We left the next day after more lion tracking. On our drive, Thursday, from Hobatere Conservancy which borders Etosha National Park and into Etosha and back to Okonjima, temperatures reached 38.5 degrees. In the dry plains of Etosha we saw dust devils. One was large enough to span the area I imagine a tornado would upon touch down. A dust devil doesn’t seem to have the power of a tornado (no cows flying around within) but I would not want to test that theory and be outside the vehicle while one was surrounding us. Dust would be in every orifice of your body.
Friday morning we woke up bright and early to go for a 32 km bike ride through the nature reserve with Luigi (Rosalea’s husband).
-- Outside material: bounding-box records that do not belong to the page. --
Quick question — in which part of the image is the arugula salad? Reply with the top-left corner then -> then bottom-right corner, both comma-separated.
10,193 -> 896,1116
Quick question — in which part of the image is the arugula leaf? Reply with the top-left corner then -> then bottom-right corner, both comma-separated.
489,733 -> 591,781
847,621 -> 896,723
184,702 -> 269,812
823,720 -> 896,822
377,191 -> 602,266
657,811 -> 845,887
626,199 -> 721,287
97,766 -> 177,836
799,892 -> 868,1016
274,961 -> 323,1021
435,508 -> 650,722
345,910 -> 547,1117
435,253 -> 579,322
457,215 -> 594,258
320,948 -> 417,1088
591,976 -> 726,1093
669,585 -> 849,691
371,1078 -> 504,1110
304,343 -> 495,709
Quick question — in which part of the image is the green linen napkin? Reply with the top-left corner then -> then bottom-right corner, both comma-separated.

Luigi goes for a bike ride almost every morning for 2 to 3 hours. This is his “training” as he “cycles” in the Cape Argus at the beginning of March in South Africa. Two and a half hours fly by when you’re viewing giraffe, herds of wildebeest, eland, impala, springbok, zebra and troops of baboons. Very special. We had to keep an eye out for wild dog, but the park only has 4 in the 22,000 hectares and we didn’t see them. It’s a lucky life one has to be able to enjoy this every morning. It was one of the best game drives we have ever had. We had dinner with the extended family group. Rosalea and Luigi’s children were picked up from boarding school for the weekend so it was an animated group. Janek (Tammy and Uwe’s son) had just earned his helicopter pilot’s licence and so we supplied the bubbly. Yolandi (Wayne’s partner) cooked. Karin (Tristan Boehme’s step Mom) supplied dessert, lemon cake. It was a wonderful evening with our Namibian family.
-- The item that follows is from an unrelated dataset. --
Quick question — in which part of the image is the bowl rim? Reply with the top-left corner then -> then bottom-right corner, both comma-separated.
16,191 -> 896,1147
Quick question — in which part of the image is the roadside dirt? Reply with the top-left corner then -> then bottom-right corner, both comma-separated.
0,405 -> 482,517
Saturday we decided to sleep in. Enjoy the oryx at the watering hole from our bed. We watched a big warthog go for a dip. Then we had brunch, packed and loaded up and stopped at “headquarters” as everyone was arriving for a big Saturday lunch – casual on their day off. The kids were swimming and watching movies. The dogs were playing ball and going in the pool. The ‘braai’ smelled yummy (steak and boerwors). Roasted potatoes, salads, buns, veggies and and and. We needed to go. We had a 3 hour drive ahead of us to the Windhoek Airport. We hugged, promised we’d be back, invited them to visit Canada, and were off.
The dust of Africa coating our rental car and flowing through our blood.